Something similar is going on with these photos of people in front of expensive boutiques. These are the keepsakes the tourists are pursing, themselves in close proximity to the luxury goods whose ads they’ve been subjected to, whose totemistic “magic” has apparently infested and denatured their dreams. This seems to prove that commodities really in fact do have the fetishistic aura Marx and his Frankfurt school followers theorized: Their allure is so strong that just seeing yourself next to them, even though they are behind heavily alarmed plates of glass, is enough to fortify you, make you feel stonger, make your dreams that much more enriched. “I got this close to having what society has deemed the ultimate spiritual treasure” these photos must tell these tourists when they are back in their hometowns. The commodities are totally divorced from the means of production that created them or the social hierarchies encoded in the way such positional goods are valued. The commodity seems like the wellspring of value, power, potential, all the good things in life that have been expropriated from the people carefully positioning themselves next to the jewelry displays and smiling for the camera. This is their idea of a vacation: getting close to the things they never could afford.

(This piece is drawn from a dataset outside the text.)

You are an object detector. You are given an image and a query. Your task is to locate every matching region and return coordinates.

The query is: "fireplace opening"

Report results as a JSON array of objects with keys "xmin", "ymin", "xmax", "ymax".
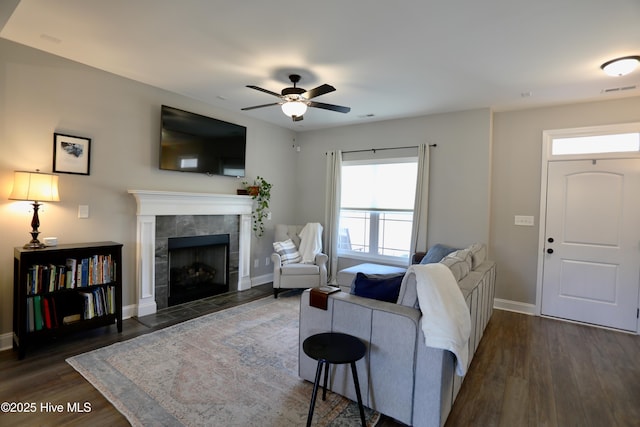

I have the tendency to take these luxury shopping districts for granted and see them as poisonous blights, spiteful testimonials to the contempt the rich have for the poor in this country. But they are holy pilgrimage sites for those acolytes in the national religion of consumerism, they are glorioius, inspiring cathedrals of comfort and sensual delight to those very people on whose behalf I am so eager to be indignant. These places are significant, famous; these are the places where important celebrities have walked. Who wouldn’t want to come and trace their footsteps? Tiffany’s symbolizes our culture’s aspirations so succinctly; photographing yourself there is in a way like having your photo taken shaking the president’s hand. It doesn’t matter if he doesn’t know who you are. You have managed to put yourself in the proximity of power, or of a massively meaningful symbol (which may in the end be the same thing as power). And the connection by proximity allows you to forget for the time being the total lack of connection such places have with your actual life, that no amount of dreaming and hard work is likely to ever allow you to be a real customer at such stores, to give you the sense of entitlement and cultural competence to make you feel confident enough to walk in and feel like you belong. The photo of you at Tiffany’s masks the fact that one’s aspirations and one’s actions are utterly divorced from each other; that one’s actions will not achieve one’s aspirations, because the aspirations have been so wildly distorted in part by advertising’s pervasiveness, in part by oligarchical politics, in part by materialism’s supplanting traditional spiritual pursuits.

I have always been suspicious of tourist photos: They seem to reify life as it’s being lived, deferring the experience to the point when the film is developed. But these photos of shopping sites compound things, are exponentiallly worse. These are reifying photos that dignify and celebrate earlier reifications, objectifying the moment in which people are already delighting in the symbols of their objectifiction.